Frequently asked questions about Singapore business bank account
The first step towards opening a bank account is a meeting with a bank representative. The meeting takes around 1 hour and soon after the meeting, the account for the company is submitted for approval. The account opening procedure is completed within 2-3 days.
Post the opening of the account, a bank usually takes a maximum of 2 weeks to prepare the checkbooks, internet token, debit card and password slip. The time span varies across different banks. The aforementioned documents are sent to the registered address of the company.
As a precautionary measure to avoid fraudulent activities, a majority of the banks require you to send a confirmation stating the receipt of the internet token. After the confirmation, the internet token is activated by the bank.
The money can be received in the account within 2-3 days. But, if you want to transfer the money online from your bank account to another, you will have to wait for 2-3 weeks until the internet token is activated by the bank.
Refer to the documents we have mentioned on bank account opening page. However, this is a comprehensive list and the bank may ask you additional documents to complete the account opening procedure. Moreover, if you are foreign national from some specific countries you will have to submit additional documents. You can contact us to experience a hassle free procedure.
The exchange control norms were abolished in Singapore long time back. With this abolition, companies and individuals can now keep the amount in a currency of their choice. Additionally, they can transfer money in and out of the country without any interference or restriction from the government. This is the most highlighted feature of any Singapore bank account.

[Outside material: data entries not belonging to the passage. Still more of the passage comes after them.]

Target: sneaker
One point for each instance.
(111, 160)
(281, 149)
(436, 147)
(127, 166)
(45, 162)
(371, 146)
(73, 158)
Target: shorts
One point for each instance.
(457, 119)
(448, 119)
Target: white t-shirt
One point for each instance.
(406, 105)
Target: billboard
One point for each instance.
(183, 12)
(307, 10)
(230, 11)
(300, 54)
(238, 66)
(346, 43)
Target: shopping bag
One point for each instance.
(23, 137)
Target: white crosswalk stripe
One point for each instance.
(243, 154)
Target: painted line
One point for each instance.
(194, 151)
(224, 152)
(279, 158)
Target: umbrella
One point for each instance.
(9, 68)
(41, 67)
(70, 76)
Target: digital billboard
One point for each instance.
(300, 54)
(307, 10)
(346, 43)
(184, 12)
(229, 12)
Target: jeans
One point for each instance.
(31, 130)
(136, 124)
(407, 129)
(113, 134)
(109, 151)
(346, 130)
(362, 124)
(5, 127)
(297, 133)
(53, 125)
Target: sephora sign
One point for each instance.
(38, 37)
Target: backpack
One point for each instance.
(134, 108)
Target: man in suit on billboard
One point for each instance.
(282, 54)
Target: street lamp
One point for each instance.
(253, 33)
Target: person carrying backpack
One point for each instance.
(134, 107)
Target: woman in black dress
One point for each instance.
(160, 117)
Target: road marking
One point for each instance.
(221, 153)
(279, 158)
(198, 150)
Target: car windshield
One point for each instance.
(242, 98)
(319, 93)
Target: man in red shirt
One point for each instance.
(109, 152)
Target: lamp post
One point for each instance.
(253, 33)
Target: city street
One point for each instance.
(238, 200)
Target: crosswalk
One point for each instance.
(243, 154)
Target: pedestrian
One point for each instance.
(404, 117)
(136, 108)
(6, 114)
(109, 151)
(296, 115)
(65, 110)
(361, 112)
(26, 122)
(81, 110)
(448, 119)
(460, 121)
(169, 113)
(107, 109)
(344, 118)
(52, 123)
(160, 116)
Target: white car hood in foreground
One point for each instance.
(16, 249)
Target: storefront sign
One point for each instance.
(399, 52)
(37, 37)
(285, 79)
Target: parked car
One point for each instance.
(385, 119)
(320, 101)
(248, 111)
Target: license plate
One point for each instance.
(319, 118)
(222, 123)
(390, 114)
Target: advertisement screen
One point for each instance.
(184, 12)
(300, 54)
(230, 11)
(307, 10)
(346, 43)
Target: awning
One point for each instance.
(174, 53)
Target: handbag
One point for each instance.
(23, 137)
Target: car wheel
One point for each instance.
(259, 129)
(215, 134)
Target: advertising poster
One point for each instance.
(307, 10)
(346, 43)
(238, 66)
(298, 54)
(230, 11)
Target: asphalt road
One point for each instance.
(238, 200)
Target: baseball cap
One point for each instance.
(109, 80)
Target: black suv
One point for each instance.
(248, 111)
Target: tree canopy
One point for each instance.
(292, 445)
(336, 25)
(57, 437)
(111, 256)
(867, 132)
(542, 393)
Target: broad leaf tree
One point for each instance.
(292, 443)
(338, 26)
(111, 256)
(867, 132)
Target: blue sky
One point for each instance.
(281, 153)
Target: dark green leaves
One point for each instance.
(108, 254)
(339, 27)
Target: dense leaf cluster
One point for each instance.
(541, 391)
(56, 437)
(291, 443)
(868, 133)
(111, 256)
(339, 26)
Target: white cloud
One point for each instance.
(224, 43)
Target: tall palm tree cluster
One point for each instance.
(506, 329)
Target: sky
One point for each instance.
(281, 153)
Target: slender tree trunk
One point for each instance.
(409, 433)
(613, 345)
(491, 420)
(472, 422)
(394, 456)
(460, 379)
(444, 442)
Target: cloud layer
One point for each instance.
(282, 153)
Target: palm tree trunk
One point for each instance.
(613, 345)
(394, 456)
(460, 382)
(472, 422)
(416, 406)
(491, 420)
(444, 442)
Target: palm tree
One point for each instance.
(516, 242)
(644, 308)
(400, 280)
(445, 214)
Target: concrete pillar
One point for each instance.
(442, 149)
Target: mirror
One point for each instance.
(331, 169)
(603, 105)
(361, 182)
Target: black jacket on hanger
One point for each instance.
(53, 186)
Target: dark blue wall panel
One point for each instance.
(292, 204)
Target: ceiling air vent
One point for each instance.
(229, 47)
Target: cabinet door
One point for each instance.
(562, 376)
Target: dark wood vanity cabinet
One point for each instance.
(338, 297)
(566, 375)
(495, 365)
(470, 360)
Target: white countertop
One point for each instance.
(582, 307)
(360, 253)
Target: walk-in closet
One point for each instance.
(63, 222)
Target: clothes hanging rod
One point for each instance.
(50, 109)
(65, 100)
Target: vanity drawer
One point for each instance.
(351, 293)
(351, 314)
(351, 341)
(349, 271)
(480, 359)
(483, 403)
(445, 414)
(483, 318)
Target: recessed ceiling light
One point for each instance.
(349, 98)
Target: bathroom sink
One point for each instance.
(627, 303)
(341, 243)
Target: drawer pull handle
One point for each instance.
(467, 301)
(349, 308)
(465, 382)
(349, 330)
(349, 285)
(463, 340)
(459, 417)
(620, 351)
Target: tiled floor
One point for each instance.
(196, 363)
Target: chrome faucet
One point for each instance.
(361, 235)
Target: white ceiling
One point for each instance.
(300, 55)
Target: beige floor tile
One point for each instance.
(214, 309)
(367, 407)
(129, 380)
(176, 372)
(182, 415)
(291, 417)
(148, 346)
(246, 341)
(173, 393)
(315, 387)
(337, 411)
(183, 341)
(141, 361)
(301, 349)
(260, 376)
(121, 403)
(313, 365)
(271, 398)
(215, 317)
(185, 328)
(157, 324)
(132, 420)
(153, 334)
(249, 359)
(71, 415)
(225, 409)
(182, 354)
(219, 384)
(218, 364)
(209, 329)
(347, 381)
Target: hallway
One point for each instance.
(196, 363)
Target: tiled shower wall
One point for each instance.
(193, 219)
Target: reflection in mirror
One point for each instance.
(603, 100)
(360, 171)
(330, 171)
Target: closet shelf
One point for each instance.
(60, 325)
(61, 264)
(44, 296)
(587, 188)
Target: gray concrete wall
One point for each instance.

Usually you will need to login to internet banking with your user id, password and a random password provided by the token. Once logged in you can do various transactions like checking balance, printing statements or remitting money to other bank account internationally.
According to the monetary authority of Singapore, banks cannot allow transactions and they are not allowed remittances to the UN or the US sanctioned countries like Cuba, Iran and Sudan.
Singapore banks do not levy any restriction on remitting funds in and out of the country. However, if the inflow or outflow is not in-line with your business, then the bank may ask you to submit additional documents. The document asked either be contract of sales or invoices.
In addition to the login id and password provided by the bank, you are given a random password generator devise called as the token. This is a second level of security to ensure the safety of money deposited by the customer. Every time you login, you are required to punch in the token to access the internet banking services of the bank.
Banks will not provide you with a credit card for a business account. However, you will be given a debit Mastercard by the bank. The debit card is given only for the SGD account. The debit card can be used in any online transactions like ticket booking, hotels, etc. The expenses incurred on the card if any are deducted from the bank account itself.
Yes, you can have more than one signatory for the bank account. However, the signatory must personally be present when the addition process is taking place. This is because the bank staff will verify the details of the signatory. Specimen signature of the signatory must be provided in the presence of a bank staff.
Yes, more than one person can be authorized to operate the internet banking and for this, they need not fly to Singapore. However, you will have to produce a photocopy of their passport and submit it to the bank for filling the required form.
Additionally, you can define their role and give them only specific rights in the internet banking transaction. For example, you can make a person the Preparer, which means that he/she can only prepare, the transaction, but is not authorized to make any transaction.
A SGD currency in the bank account signifies that the account will always be maintained in Singapore dollars. However, this is not a restriction and your account can still receive money in any other currency. But, if you receive money is AUD, it will be converted to SGD. This is as per the bank TT rate on the receipt.
Now, if most of your transactions are in AUD, it can pose a problem.
For example, if the current TT rate for OCBC bank is
Selling AUD 1.1893
Buying AUD 1.1560
So, you actually receive AUD 100000, you will get 1.156*100000 = 115600 SGD in your account
And, if you convert this money immediately for outward remittance in AUD you get, 115600/1.1893 = 97200 AUD
It is clearly seen above that you can lose quite a lot of money in a single transaction because of the difference in the buying and selling rate of the bank. Therefore, in such a scenario, it is advisable to maintain an account in AUD and not in SGD.